L’INCIDENCE ANNUELLE de la démence de 2 % après 65 ans - soit environ 200 000 personnes nouvellement touchées chaque année - augmenterait à près de 2,7 % après une anesthésie générale. Ces résultats qui ont été présentés dimanche lors du congrès Euroanesthesia sont issus d’un travail prospectif mené par le Pr François Sztark (chef du Pôle Anesthésie Réanimation à Bordeaux) en collaboration avec une équipe Inserm dirigée par Mme Helmer. Le suivi a été réalisé à partir de la cohorte dite cohorte des Trois cités (3C) qui concerne les villes de Bordeaux, Dijon et Montpellier.

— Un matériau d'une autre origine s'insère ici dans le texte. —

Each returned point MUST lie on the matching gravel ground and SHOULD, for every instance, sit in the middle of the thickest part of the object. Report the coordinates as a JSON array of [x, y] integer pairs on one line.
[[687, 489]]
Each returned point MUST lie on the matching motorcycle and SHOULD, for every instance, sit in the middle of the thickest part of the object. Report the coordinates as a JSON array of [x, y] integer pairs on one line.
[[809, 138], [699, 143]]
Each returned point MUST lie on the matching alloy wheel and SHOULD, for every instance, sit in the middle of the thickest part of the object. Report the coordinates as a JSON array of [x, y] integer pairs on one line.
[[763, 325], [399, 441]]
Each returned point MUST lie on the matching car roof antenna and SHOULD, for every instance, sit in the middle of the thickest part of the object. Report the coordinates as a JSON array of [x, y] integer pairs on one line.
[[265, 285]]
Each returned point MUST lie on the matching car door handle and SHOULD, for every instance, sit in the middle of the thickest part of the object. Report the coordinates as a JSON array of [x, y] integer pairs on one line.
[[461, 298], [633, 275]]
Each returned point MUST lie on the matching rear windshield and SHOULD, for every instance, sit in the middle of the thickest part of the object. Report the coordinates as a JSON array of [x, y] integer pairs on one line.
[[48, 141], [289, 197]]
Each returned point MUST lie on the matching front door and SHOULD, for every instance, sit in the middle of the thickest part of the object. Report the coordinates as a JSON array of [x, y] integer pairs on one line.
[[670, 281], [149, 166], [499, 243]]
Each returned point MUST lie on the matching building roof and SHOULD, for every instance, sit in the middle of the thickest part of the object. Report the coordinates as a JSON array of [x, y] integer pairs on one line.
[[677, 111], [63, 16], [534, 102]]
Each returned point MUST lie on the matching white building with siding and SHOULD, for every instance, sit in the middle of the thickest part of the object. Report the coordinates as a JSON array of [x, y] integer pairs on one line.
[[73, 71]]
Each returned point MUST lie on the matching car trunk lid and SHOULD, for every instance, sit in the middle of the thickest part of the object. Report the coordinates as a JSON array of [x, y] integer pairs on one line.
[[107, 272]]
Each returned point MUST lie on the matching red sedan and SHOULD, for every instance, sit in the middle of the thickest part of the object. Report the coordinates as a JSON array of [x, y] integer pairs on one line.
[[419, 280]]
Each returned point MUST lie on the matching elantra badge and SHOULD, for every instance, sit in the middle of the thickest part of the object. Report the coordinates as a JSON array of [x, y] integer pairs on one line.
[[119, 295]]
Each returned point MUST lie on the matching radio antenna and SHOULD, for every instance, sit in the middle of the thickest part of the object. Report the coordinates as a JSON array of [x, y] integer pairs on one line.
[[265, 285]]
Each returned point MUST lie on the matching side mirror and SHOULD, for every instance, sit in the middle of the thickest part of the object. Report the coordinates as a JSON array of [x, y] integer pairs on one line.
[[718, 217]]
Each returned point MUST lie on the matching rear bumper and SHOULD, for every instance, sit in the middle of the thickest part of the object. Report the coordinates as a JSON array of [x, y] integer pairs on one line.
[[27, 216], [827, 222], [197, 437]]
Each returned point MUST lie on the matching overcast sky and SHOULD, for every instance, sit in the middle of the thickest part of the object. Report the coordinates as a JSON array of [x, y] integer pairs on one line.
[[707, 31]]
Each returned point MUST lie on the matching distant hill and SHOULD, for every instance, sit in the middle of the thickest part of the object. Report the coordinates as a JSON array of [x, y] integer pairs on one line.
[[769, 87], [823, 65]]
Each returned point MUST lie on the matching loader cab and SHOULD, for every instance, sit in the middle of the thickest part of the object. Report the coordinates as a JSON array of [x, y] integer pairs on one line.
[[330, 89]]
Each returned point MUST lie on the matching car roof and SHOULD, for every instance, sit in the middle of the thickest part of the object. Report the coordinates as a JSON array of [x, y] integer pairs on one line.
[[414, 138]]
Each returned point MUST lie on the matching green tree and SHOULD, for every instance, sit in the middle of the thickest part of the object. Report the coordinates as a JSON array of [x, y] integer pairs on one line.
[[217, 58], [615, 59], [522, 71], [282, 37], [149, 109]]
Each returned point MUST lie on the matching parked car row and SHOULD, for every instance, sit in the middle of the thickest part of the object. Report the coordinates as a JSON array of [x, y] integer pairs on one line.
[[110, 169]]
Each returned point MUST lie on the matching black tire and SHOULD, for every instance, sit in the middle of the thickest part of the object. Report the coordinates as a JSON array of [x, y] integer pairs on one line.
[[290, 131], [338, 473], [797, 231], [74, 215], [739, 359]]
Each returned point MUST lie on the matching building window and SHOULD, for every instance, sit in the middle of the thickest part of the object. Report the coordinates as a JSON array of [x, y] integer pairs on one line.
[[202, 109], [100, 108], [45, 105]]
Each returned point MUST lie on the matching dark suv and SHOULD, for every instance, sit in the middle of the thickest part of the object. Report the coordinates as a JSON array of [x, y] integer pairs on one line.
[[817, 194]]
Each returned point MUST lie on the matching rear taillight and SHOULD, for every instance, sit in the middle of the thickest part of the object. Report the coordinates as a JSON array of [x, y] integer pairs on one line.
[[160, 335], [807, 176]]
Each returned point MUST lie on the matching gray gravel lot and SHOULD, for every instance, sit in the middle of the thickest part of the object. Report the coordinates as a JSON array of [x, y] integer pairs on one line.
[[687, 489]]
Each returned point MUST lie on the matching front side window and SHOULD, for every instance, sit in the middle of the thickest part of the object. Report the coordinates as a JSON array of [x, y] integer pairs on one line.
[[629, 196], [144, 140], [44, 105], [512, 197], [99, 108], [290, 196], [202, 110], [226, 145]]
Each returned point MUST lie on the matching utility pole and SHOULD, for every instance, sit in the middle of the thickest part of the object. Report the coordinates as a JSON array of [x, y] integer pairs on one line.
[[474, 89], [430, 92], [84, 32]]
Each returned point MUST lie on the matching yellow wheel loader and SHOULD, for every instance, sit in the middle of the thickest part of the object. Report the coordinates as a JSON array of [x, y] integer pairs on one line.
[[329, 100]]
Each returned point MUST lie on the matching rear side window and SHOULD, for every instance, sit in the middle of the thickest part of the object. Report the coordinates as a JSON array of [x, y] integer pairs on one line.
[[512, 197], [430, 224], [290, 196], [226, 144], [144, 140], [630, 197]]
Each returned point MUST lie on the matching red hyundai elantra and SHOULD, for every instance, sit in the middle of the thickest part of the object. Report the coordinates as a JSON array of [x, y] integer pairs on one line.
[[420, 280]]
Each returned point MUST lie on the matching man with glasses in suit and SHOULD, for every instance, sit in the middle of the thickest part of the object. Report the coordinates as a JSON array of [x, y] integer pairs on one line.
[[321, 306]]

Pendant 10 ans, plus de 7 000 personnes âgées d’au moins 65 ans, ont été évaluées sur le plan cognitif, de façon régulière à 2, 4,7 et 10 ans. Chaque évaluation dressait un bilan complet des fonctions cérébrales avec un dépistage systématique de démence.

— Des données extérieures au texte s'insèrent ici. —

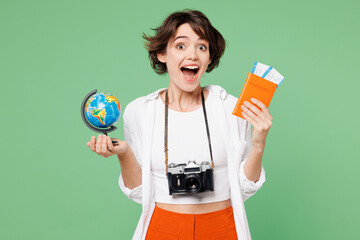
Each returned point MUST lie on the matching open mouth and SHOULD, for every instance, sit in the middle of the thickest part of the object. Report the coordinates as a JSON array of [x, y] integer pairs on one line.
[[190, 72]]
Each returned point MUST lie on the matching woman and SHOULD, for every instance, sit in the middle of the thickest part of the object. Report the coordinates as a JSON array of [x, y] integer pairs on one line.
[[184, 123]]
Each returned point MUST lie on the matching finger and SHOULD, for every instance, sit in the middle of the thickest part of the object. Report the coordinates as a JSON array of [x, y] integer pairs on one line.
[[257, 111], [249, 119], [98, 144], [250, 114], [104, 144], [92, 143], [263, 107]]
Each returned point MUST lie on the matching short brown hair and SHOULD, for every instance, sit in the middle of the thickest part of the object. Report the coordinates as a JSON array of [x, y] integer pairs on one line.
[[201, 26]]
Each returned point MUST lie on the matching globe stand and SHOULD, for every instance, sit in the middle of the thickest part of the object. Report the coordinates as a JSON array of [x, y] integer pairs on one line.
[[87, 123]]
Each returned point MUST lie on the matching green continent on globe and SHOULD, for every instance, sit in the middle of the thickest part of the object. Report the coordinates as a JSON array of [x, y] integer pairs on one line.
[[99, 114], [111, 98]]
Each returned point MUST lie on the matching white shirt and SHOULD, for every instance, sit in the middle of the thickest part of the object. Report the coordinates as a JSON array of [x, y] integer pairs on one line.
[[139, 118], [188, 140]]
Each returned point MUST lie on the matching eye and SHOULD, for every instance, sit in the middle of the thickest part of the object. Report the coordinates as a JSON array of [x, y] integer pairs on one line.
[[180, 46], [202, 47]]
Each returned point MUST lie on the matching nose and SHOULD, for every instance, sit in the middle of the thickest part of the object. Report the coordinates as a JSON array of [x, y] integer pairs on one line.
[[193, 54]]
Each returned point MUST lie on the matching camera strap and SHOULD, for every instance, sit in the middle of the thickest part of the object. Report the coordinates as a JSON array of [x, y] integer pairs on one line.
[[166, 149]]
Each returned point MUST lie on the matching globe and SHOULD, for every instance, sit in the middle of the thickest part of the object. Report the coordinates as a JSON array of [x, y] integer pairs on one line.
[[102, 110]]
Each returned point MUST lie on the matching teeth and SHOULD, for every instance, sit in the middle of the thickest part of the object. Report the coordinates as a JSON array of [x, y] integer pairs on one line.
[[191, 67]]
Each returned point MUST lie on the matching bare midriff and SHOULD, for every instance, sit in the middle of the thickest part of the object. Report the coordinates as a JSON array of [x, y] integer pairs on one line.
[[195, 208]]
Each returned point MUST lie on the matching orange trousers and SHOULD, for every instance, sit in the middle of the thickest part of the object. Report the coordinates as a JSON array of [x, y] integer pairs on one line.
[[166, 225]]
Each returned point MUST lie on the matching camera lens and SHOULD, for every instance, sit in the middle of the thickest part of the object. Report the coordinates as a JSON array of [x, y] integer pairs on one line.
[[192, 183]]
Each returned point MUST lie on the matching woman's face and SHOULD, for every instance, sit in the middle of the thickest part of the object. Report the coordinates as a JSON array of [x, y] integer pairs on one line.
[[187, 58]]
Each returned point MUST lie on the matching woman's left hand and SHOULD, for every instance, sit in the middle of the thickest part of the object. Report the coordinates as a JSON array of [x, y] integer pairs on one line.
[[260, 119]]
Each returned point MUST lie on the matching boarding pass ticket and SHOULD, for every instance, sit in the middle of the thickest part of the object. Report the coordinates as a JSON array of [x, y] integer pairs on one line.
[[267, 72]]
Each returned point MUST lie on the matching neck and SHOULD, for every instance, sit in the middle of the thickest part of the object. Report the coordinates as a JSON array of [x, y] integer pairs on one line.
[[184, 101]]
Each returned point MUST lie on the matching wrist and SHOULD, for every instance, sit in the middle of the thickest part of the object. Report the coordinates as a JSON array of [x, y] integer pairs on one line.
[[258, 147], [125, 152]]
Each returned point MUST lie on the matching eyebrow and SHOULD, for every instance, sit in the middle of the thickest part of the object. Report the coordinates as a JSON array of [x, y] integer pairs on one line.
[[186, 38]]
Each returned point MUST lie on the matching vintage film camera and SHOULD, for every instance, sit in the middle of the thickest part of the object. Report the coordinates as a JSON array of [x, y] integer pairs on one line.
[[190, 178]]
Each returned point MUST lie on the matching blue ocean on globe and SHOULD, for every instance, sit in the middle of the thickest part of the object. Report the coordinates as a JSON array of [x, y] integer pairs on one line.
[[102, 110]]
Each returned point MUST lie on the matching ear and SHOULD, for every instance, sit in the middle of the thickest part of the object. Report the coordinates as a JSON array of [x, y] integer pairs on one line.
[[161, 57]]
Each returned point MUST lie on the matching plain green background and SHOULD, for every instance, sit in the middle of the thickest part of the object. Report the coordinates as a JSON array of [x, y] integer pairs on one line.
[[52, 53]]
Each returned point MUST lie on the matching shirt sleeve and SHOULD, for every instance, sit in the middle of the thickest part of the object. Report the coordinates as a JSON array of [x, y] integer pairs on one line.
[[132, 135], [248, 187]]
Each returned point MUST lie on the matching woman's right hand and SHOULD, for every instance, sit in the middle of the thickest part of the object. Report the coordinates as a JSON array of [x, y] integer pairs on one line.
[[103, 146]]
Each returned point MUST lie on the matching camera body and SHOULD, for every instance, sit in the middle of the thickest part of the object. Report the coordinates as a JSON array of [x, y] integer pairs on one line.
[[190, 178]]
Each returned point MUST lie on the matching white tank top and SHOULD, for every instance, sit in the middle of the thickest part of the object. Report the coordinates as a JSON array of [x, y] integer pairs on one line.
[[187, 140]]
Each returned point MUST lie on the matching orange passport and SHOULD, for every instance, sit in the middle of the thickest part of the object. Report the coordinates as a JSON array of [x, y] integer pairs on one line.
[[255, 87]]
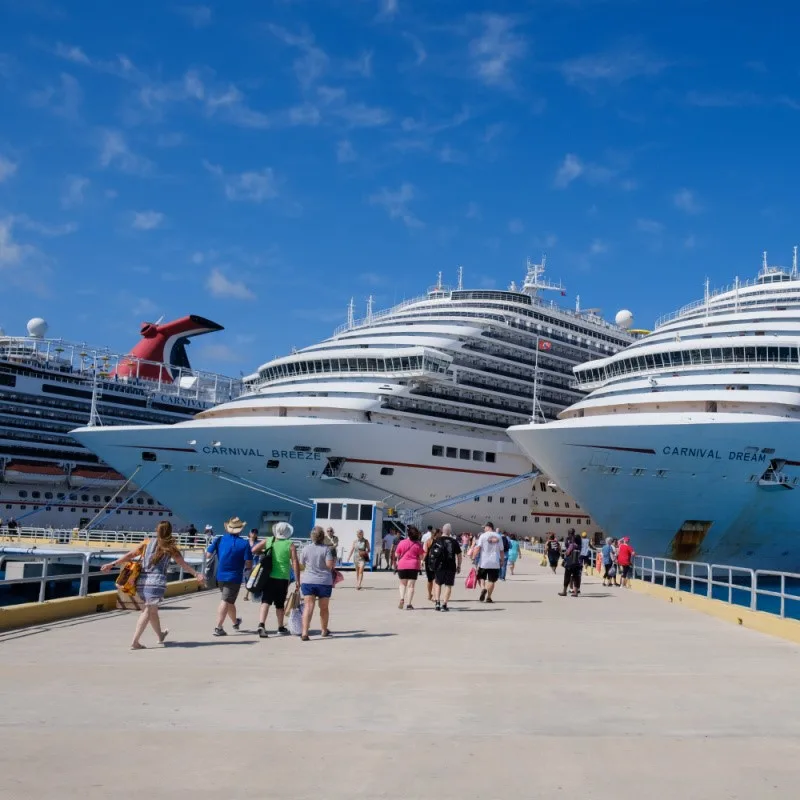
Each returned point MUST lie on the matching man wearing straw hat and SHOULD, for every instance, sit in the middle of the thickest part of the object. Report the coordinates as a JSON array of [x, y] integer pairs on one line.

L’âge moyen des participants était de 75 ans, 62 % sont de sexe féminin. Deux ans après le début de l’essai, 33 % des participants mentionnaient avoir subi une intervention chirurgicale avec anesthésie générale (AG), et 14 % (948) une anesthésie locale ou locorégionale. Au total, 632 personnes (9 %) des participants ont développé une démence au cours du suivi dont 284 maladies d’Alzheimer qualifié de probable, 228 qualifiées de possible et 120 non Alzheimer. L’équipe montre que les patients atteints de démence avaient plus souvent été anesthésiés de façon générale (37 %) par rapport aux patients non déments générant un surrisque significatif au plan statistique de 35 % après ajustement pour tous les facteurs confondants. « L’anesthésie générale ressort comme un facteur de risque de démence quel que soit le type, Alzheimer ou non, de façon tout à fait indépendante, assure le Pr Sztark. Le risque relatif est de 1,35 et nous avons tenu compte de tous les facteurs de confusion possible, le profil vasculaire, l’existence d’un diabète ». En revanche, les locorégionales sont sons effet. Le surrisque additionnel de plusieurs AG - non évalué par le design méthodologique de l’essai, n’a pas été mis en évidence.
Les mécanismes.
Les mécanismes physiopathologiques qui soutendent ce surrisque sont multifactoriels et tiennent autant à la chirurgie qu’à l’anesthésie elle-même. « Après chirurgie, les modèles animaux montrent des anomalies biochimiques telles la phosphorylation de la protéine Tau et des perturbations cliniques à type de dysfonctions cérébrales » rappelle le spécialiste.« Chez l’animal, les anesthésiques généraux comme les hypnotiques, les gaz halogénés et le propofol, provoquent des démences. Ces produits entraînent des lésions proches de celles de la maladie d’Alzheimer. La chirurgie, quant à elle, génère des désordres hémodynamiques, une hypothermie et une réponse inflammatoire générale qui peuvent aussi favoriser les lésions ».
La prévention.
« Il y a certainement un risque augmenté dans cette population âgée soumise à une AG, qu’il faut connaître, insiste le Pr François Sztark. Les patients qui présentent déjà une dysfonction cognitive doivent être suivis de près, en postopératoire. Il faut éventuellement penser à mettre en place des filières de soins pour les patients les plus à risques ». Les anesthésies locorégionales quand elles sont possibles, doivent être privilégiées.